28 July 2013

July was black in 1983 and in other years too

Last week The Nation commented on the events of July 1983, referring inter alia, to the context and how it helped shape the larger tragedy that unfolded.  July 1983, referred to as ‘Black July’ has been politicized to the point where the victims have receded into a statistical figure, a rhetorician’s convenience to be debated about, to be manipulated for political ends.  Inevitable, one might say. 

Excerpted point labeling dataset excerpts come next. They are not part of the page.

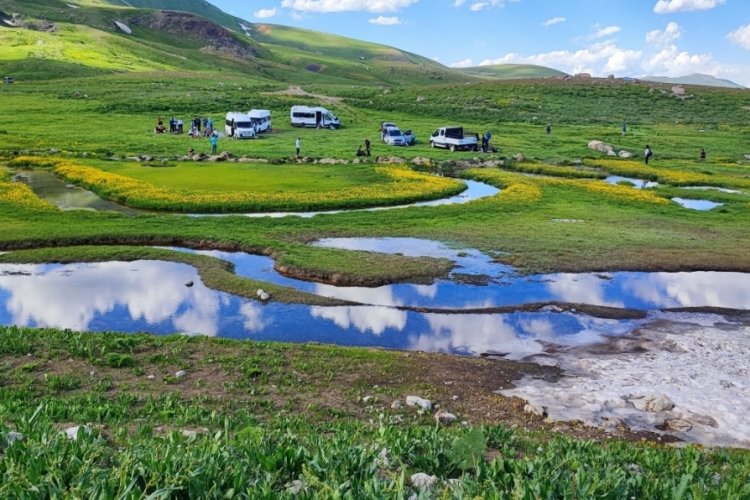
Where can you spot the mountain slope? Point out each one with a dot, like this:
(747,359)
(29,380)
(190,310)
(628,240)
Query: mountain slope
(511,71)
(695,79)
(169,40)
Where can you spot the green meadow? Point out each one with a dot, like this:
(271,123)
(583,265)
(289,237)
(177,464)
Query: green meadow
(273,420)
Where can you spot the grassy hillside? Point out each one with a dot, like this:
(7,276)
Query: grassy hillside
(511,71)
(169,40)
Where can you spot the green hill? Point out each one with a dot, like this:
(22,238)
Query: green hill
(511,71)
(53,38)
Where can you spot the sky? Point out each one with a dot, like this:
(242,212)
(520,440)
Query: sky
(622,37)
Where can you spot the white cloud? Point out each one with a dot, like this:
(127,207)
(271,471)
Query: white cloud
(672,6)
(466,63)
(385,21)
(553,21)
(671,33)
(347,5)
(741,36)
(606,31)
(264,13)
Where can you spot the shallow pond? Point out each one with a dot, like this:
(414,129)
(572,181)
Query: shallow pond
(151,296)
(48,186)
(479,283)
(702,205)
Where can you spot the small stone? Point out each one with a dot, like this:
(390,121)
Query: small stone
(72,432)
(13,436)
(677,425)
(652,403)
(296,487)
(445,418)
(533,409)
(424,404)
(423,481)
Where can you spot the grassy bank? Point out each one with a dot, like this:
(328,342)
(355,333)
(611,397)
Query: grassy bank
(256,419)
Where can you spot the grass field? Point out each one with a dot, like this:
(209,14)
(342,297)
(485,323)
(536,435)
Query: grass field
(265,419)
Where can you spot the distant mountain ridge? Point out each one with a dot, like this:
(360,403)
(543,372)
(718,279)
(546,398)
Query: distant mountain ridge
(695,79)
(511,71)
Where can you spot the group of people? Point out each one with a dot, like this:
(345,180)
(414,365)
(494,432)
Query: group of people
(199,127)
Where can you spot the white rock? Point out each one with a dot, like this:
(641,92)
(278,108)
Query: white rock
(424,404)
(444,417)
(534,409)
(72,432)
(652,402)
(422,481)
(13,436)
(677,425)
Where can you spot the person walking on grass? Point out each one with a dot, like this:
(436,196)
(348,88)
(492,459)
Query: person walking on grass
(647,153)
(214,143)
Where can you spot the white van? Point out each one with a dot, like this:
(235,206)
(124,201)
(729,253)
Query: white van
(239,126)
(261,118)
(308,116)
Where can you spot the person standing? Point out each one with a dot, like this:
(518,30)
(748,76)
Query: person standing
(214,143)
(647,153)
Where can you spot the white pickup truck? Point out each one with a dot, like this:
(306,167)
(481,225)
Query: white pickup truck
(453,138)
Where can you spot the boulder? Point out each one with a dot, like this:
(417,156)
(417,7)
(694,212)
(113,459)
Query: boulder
(424,404)
(445,418)
(72,432)
(677,425)
(652,402)
(422,481)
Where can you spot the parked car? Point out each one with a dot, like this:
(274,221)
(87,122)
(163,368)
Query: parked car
(239,126)
(261,118)
(393,136)
(309,116)
(454,138)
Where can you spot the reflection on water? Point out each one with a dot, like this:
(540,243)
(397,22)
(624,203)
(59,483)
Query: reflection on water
(48,186)
(702,205)
(638,183)
(151,296)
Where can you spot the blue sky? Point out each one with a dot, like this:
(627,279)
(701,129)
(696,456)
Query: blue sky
(601,37)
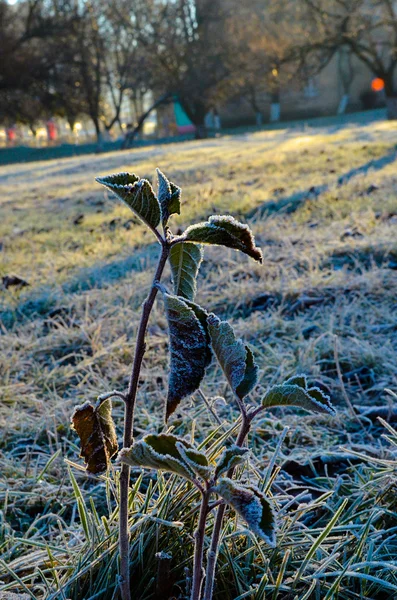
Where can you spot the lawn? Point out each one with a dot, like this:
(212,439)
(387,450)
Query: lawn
(322,202)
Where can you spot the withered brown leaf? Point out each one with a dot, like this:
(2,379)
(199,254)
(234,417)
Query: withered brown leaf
(96,430)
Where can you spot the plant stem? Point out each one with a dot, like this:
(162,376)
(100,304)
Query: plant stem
(212,555)
(199,537)
(128,426)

It was black, that July.  


 There were other Julys that followed, in many ways as or more tragic, as or more violent, as or more dark, but strangely forgotten.   On July 24, 1996 was a black day.  The Dehiwala train bombing.  Sixty four is less than 300+, but death is death, the loved ones of the victims would not have wept less.  No commemoration, though. No ‘Never Again!’  


There was a July in 2001. Katunayake.  Twenty four aircraft were damaged or destroyed in an audacious LTTE attack which had a tremendous and negative impact on the economy. It paved the way for ‘regime-change’ and the Ceasefire Agreement on February 22, 2002, the ill-effects of which, including the massive loss of lives, are well documented.  Unremembered.  No ‘Never Again!’ 
And if only numbers matted, we had a July in 1990. Thousands were killed in that month by vigilante groups who did the bidding of the then Government.  If July 1983 was black, then a darker color to describe the July of 1990 is yet to be named.  No commemoration.  No ‘Never Again!’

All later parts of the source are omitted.